Ao delegarmos nosso pensamento, corremos o risco de perder de vista nossas próprias capacidades. Ecoando as palavras da neuropsicóloga Sylvie Chokron, Alexandre Kouchner alerta para um grande risco epistemológico: o de nos tornarmos “pessoas que não sabem que não sabem ”.
“Corremos o risco de nos tornarmos pessoas que não sabem que não sabem. Eu não consigo falar coreano se souber usar o Google Tradutor. Não consigo calcular um azimute quando uso o Apple Maps. E a correção automática do Word não garante meu domínio do modo subjuntivo.”
A diminuição das opções e a ansiedade da Geração Z
Historicamente, o marketing moderno sempre celebrou a liberdade de escolha. No entanto, na era da sobrecarga de informação, a escolha gera fadiga decisória e ansiedade (o paradoxo da escolha teorizado por Barry Schwartz). A IA torna-se então atraente porque nos livra do esforço de decidir. Este é o advento das Compras com IA Agentica : de acordo com a Salesforce, 39% dos consumidores americanos estão prontos para deixar a IA fazer compras de forma autônoma por eles.

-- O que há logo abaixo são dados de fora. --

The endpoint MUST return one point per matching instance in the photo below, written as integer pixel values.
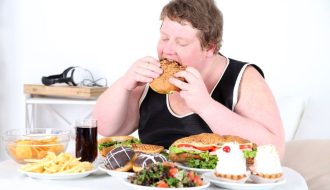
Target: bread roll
(161, 84)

No entanto, a conscientização está crescendo, principalmente entre as gerações mais jovens. A ampla adoção dessas tecnologias não significa aceitação cega. Uma pesquisa da Gallup realizada no início de 2026 com jovens de 14 a 29 anos revelou que o entusiasmo pela IA havia despencado 14 pontos percentuais em apenas um ano . Apenas 31% deles acreditam que ela fomenta o surgimento de novas ideias criativas.
"A interface é política. Se o código é lei, o desaparecimento de nossas capacidades de ação o transforma em lei constitucional."
Principais conclusões da UX-Republic sobre UX: Refletindo sobre atrito ético
Para evitar se tornarem os arquitetos do empobrecimento cognitivo, o design de interação deve se reinventar em torno de um novo valor: a agência.
- Defendendo o direito às configurações Fazendo eco ao trabalho da Arcep, devemos projetar interfaces amigáveis onde o usuário mantenha o controle. O usuário deve poder escolher seu modelo de IA padrão, definir suas regras de privacidade, gerenciar a memória da ferramenta e até mesmo modular o tom das respostas.
- Reintroduzindo a fricção saudável Introduza pausas nos processos de tomada de decisão (por exemplo, para escolhas de voto ou transações financeiras importantes, onde 16% dos eleitores já utilizaram IA em eleições municipais, segundo a Terra Nova) para incentivar o utilizador a consultar ativamente as fontes e a validar a sua escolha de forma consciente.
Pronto para reintroduzir o debate ético em sua trajetória profissional? Para se aprofundar nos desafios da carga cognitiva e do pensamento crítico na era da IA, reviva os principais momentos e análises de Usbek e Rica diretamente na reprise do evento.
Profecia 3: O design deixará de ser uma profissão
Quando qualquer algoritmo consegue gerar uma interface funcional com um único clique, o que resta para o designer? Diante da padronização visual e da proliferação da mediocridade automatizada, o discernimento estratégico e a empatia humana tornam-se nossas melhores armas.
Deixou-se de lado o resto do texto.